1. Howl and Other Poems by Allen Ginsberg
Ah, Jess Mariano — you book thieving-and-annotating bad boy. Howl, Allen Ginsberg’s iconic book of poetry that effectively defined the post-World War II Beat generation, is the first book Rory and Jess share on the show; and it’s also the book that let all us viewers know there was definitely more to Jess than met the eye. When Jess swipes Howl from Rory’s room during that ill-fated dinner hosted by Lorelai, and then returns it filled with margin notes, Rory was definitely impressed. (And so were we.)
2. Oliver Twist by Charles Dickens
Although Rory and Jess never actually read Charles Dickens Oliver Twist together, we know they both read it because the novel serves as a true test of Jess’s literary prowess. After Jess steals Rory’s copy of Howl (see above) she jokingly calls him “Dodger” — aka: pickpocket and child crime boss, Jack Dawkins, also known as the Artful Dodger, a character in Oliver Twist. And Jess totally gets the reference (although for one of Dickens’s most well-known characters, Jess had to think about this one a tad too long, IMO.)
3. The Fountainhead by Ayn Rand
Stars Hollow definitely played host to a number of noteworthy town shindigs over the years, but perhaps one of the most memorable was the basket bidding picnic, when Jess out-bid Dean for Rory’s ill-prepared lunch. And what did this literary duo discuss over the leftovers of the Gilmore girls’ fridge? Ayn Rand, of course. We all know Jess well enough by now to expect that the Objectivist author was definitely not high on his list of literary faves, but Rory urges him to give The Fountainhead — a novel about the battle between individuality and conformity — another try.
4. Ulysses by James Joyce
Technically Rory and Jess were reading James Joyce’s Ulysses by Stuart Gilbert — a scholarly analysis of the original novel, written under the supervision of James Joyce himself — and technically Jess was the one reading it while Rory sort of glanced between him and the book over the counter at Luke’s Diner, but let’s not quibble over the tiny details here. We all remember this moment not because we love that Jess cares enough about Joyce to read a guide to his work (and we do), but because it’s the first moment that Dean can no longer avoid acknowledging the romance blossoming right under his nose. (Again, sorry Dean.)
5. Othello by William Shakespeare
In case you forgot, it was William Shakespeare’s play about the romance, disillusionment, and ultimate destruction of a marriage, Othello, that Rory was reading aloud to Jess when the two took an extra-long “study break” and Jess crashed Rory’s car, fracturing her wrist and earning the eternal wrath of Lorelai. It’s hard to decide which is more dramatic — Shakespeare’s play, or Jess and Rory’s own romance.

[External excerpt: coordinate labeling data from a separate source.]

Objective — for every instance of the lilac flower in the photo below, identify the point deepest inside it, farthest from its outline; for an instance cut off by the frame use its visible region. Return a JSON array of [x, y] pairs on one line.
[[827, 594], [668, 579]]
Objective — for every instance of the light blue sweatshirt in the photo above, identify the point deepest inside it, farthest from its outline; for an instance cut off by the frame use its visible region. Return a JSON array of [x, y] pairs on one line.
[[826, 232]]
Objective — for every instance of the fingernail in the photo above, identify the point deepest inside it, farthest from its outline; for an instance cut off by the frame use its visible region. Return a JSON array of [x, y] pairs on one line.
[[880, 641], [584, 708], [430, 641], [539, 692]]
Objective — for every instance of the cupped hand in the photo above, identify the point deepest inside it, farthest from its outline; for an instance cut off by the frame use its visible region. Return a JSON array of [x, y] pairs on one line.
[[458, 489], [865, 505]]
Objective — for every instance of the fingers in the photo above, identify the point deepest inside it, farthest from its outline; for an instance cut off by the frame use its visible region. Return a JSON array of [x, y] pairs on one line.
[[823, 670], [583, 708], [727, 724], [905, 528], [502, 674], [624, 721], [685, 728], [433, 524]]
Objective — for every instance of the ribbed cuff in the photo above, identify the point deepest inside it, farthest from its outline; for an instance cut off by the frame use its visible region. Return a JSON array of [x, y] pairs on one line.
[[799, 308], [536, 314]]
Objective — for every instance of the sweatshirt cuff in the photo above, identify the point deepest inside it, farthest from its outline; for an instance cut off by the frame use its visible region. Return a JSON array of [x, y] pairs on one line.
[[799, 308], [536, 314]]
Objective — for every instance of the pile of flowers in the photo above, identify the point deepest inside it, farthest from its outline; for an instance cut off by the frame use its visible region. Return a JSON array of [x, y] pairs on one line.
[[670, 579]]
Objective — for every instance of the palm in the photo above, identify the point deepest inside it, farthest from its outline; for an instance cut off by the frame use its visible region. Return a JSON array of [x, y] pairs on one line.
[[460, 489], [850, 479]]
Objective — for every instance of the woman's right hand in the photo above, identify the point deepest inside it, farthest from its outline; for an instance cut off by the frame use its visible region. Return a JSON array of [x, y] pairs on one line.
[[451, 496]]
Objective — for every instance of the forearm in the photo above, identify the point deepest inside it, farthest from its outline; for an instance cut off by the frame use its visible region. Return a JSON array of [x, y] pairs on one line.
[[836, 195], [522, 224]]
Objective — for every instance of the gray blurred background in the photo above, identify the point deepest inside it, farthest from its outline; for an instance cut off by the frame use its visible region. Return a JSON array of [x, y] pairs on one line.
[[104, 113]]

6. Please Kill Me: The Uncensored Oral History of Punk by Legs McNeil, Gillian McCain
When Luke enlists Rory to help Jess study, it’s a little hard to believe this well-meaning uncle really thought that plan would work (see above). While Rory pages though one of Jess’s textbooks, Jess refuses to talk about anything but Legs McNeil and Gillian McCain’s Please Kill Me — an oral history of the punk movement that features artists like Joey Ramone, Patti Smith, Lou Reid, The Doors, and The Velvet Underground — which he offers to loan Rory. She took him up on the offer.
7. The Holy Barbarians by Lawrence Lipton
My personal favorite of the Rory-and-Jess Reading List, Lawrence Lipton’s The Holy Barbarians is defined by Rory as a book “by a Venice Beach Beatnik, about Venice Beach Beatniks” and in part makes the case that the Beat movement was as much about politics as it was about art and literature. Given Jess’s eagerness to borrow this book from Rory, it’s a little surprising he responds so poorly to his own experience with Venice Beach Beatnicks when he follows his biological father to California, later in the series.
8. High Fidelity by Nick Hornby
While we didn’t actually see Rory and Jess reading Nick Hornby’s High Fidelity together, we can assume they did based on the reference Jess makes to the novel about music aficionado and failing English record store owner Rob Fleming, when Rory comes to visit him in New York City, after he’s been banished from Stars Hollow following their car accident. In the city, Jess offers to take Rory to a record store that presumably resembles Hornby’s fictional Championship Vinyl, as Jess says it’s “right out of High Fidelity.” We know these two bookworms weren’t talking about the movie.